Image above: Cristal demonstrates "worm tea". Photo by Juan Wilson

There were also compost beds which serve as worm factories. Compost was layered and managed to provide just the right environment for worms to thrive. Cristal was growing both blue and red worms. She invited our gardening class to dig around and find some worms, and we did!

When the worms are done breaking down the garbage in an area, the result is worm castings. This is beautifully rich and dark soil, which is added to the areas already prepared by the mulching and pumpkins, to build garden soil. The final stage was a vegetable garden, a lovely array of raised beds with a variety of produce. Crystal also makes a compost "tea" from the castings, used as liquid fertilizer.


Image above: Tour visits worm refuge in banana grove. Photo by Juan Wilson

Cristal and team offer classes to teach vermiculture, compost and reforestation methods. WormsWork Cooperative sells worms (actually compost start-up colonies), and also offer on-site design and consultation for homes, schools, businesses and farms. They can help install basic perennial food/forest/gardens including staple foods with supportive closed-loop systems such as companion plants, vermicompost and water design. You can learn more at vermiculturekauai.pbwiki.com, or contact Cristal at wormsworkkauai@gmail.com

The garden tour was set to continue on to one more site in Kapaa. However, I confess that a I cut out of the last tour and headed home. I did really enjoy being outdoors, meeting these master gardeners, and seeing the principles of organic gardening in action.
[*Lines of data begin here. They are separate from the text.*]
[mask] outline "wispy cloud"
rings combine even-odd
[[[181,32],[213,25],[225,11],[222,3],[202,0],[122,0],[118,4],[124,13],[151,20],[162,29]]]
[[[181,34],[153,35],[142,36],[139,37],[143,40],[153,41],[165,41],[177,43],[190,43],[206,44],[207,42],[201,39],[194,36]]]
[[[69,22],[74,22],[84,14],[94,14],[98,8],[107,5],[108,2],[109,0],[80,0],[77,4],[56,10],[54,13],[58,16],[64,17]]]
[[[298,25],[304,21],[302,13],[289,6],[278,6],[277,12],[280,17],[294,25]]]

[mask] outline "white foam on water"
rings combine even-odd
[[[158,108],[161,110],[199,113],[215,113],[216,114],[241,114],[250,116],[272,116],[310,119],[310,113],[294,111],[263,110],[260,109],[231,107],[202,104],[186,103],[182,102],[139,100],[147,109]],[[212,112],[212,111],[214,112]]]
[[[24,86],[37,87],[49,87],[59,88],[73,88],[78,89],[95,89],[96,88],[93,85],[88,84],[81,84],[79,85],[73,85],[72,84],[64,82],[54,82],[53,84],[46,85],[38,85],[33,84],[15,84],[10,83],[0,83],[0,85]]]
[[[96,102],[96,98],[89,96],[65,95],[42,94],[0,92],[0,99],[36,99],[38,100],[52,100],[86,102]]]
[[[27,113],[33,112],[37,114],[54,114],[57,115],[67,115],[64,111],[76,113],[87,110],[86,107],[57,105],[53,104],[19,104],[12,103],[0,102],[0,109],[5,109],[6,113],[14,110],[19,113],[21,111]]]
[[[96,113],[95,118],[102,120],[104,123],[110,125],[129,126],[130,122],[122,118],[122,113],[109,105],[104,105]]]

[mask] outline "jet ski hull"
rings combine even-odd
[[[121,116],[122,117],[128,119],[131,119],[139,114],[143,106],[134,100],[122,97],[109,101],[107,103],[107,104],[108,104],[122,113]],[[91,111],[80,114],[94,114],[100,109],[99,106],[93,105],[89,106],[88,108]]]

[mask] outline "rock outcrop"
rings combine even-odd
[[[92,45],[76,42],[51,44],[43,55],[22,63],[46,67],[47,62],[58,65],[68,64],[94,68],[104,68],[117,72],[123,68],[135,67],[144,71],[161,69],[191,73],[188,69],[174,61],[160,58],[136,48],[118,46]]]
KCC is offering several different gardening classes. They include my Growing Food class, the on-site organic gardening at Scott's, an ongoing hands on class at the KCC garden, and a class on the business end of the process. You can learn more about gardening classes at KCC by contacting Glenn Hontz at 246-4859 or emailing him at hontz@hawaii.edu. A group of gardeners from the Growing Food class also maintains a google group with helpful gardening info at: http://groups.google.com/group/koloadistrictgardeners?lnk=srg


3 comments :

Unknown said...

What a great review of the garden tour we took. Thanks so much for taking the time to write such an outstanding review.

Neil Brosnahan, Kaloa District Gardeners

Eleanor said...

Thanks so much Linda. This brings back all the delights of that day. I wish it were shorter. Some of us left Karen's before she was finished because we just couldn't stand up any more. I understand the tour actually took over SEVEN hours! I am going to send this on to interested friends. Pictures are worth so much more than words.

Aloha,
Ellie

Steffi said...

I enjoyed reading your blog ~ thanks for posting such useful content./Nice article and great photos. Very nicely done!